Wir fahren nun ins Hotel. Eine Stunde bleibt mir noch, bis Herr M. eintrifft. Mich drängt es auf die Straße. Ich gehe etwas in Richtung Stadtzentrum. Aber es ist kein reines Ver­gnügen. Erstens rennt man in diesem Ameisenhaufen alle drei Schritte jemand um, oder man wird selbst umgerannt, oder man tritt einem schlafenden Kuli auf die Beine oder einem Hund auf den Schwanz. Zweitens sehen die Leute einem an, dass man fremd ist und bieten sich an, die Stadt zu zeigen oder wollen dieses oder jenes verkaufen. Im Zeitraum von etwa 5Minuten wollen mir 4 Halbwüchsige eine Taxe bestellen, weil sie sich offenbar nicht vorstellen können, dass ich ein Stück gehen will. Ich entschließe mich dann schweren Herzens, wieder ins Hotel zu gehen. An den Gestank in den Straßen gewöhnt man sich erstaun­lich schnell.
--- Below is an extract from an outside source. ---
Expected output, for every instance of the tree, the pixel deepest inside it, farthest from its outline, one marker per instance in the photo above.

Das Hotel, in dem ich wohne, ist neben dem “Great Eastern Hotel“ das einzige, das für Europäer tragbar ist. Tagespreis ein­schließlich Verpflegung Rs 55,- DM 49,-. Gesegnete Preise. Herr M. nimmt mich in seine Wohnung mit. Gutes Abendessen, Whisky - Soda und schon wird es Zeit. Der Zug, der mich nach Rourkela bringen soll, fährt um 21 Uhr vom Bahnhof Calcutta ab. Herr M. bringt mich mit seinem Wagen hin. Der Bahnhof gleicht einem Jahrmarkt. Geschrei und Gezeter (weshalb, ist mir unklar), schlafende Gestalten mit Tüchern zugedeckt‚ die man kaum von Bündeln und Säcken unterscheiden kann, die überall herumlie­gen. Man fährt dort mit dem Auto bis zum Bahnsteig. Wir erfragen den Zug und finden ihn. Für mich ist ein klimatisiertes Abteil (Schlafabteil) reserviert. Im Abteil nebenan finde ich meinen Monteur wieder, der neben mir im Flugzeug saß. Immer mehr Deutsche treffen sich, die alle nach Rourkela wollen. Herr M. schärft mir noch ein, ich solle mir im Zug zum Frühstück zwei hart gekochte Eier bestellen, das wäre das Reellste. Dann er­tönen die Abfahrtssignale, Herr M. steigt aus und der Zug rollt. Ich bin hundemüde, nachdem ich letzte Nacht nur wenig schlafen konnte. Ich lasse mir das Bett richten. Die Tür zum Nachbarabteil bleibt offen. Ich bin mit dem dort wohnenden Monteur einig, dass wir Diebstahlsversuche, wie sie hier massenhaft vor­kommen sollen, gemeinsam heldenhaft abschlagen werden.

Ich strecke mich aufs Lager und überdenke den Tag. Von Cairo bis Calcutta - ein neues Land, andere Menschen - beinahe zu­viel. Gestern soll ich noch in Karlsruhe gewesen sein? Es kommt mir vor, als ob es einen Monat her wäre, dass ich aus Deutsch­land fortgegangen bin.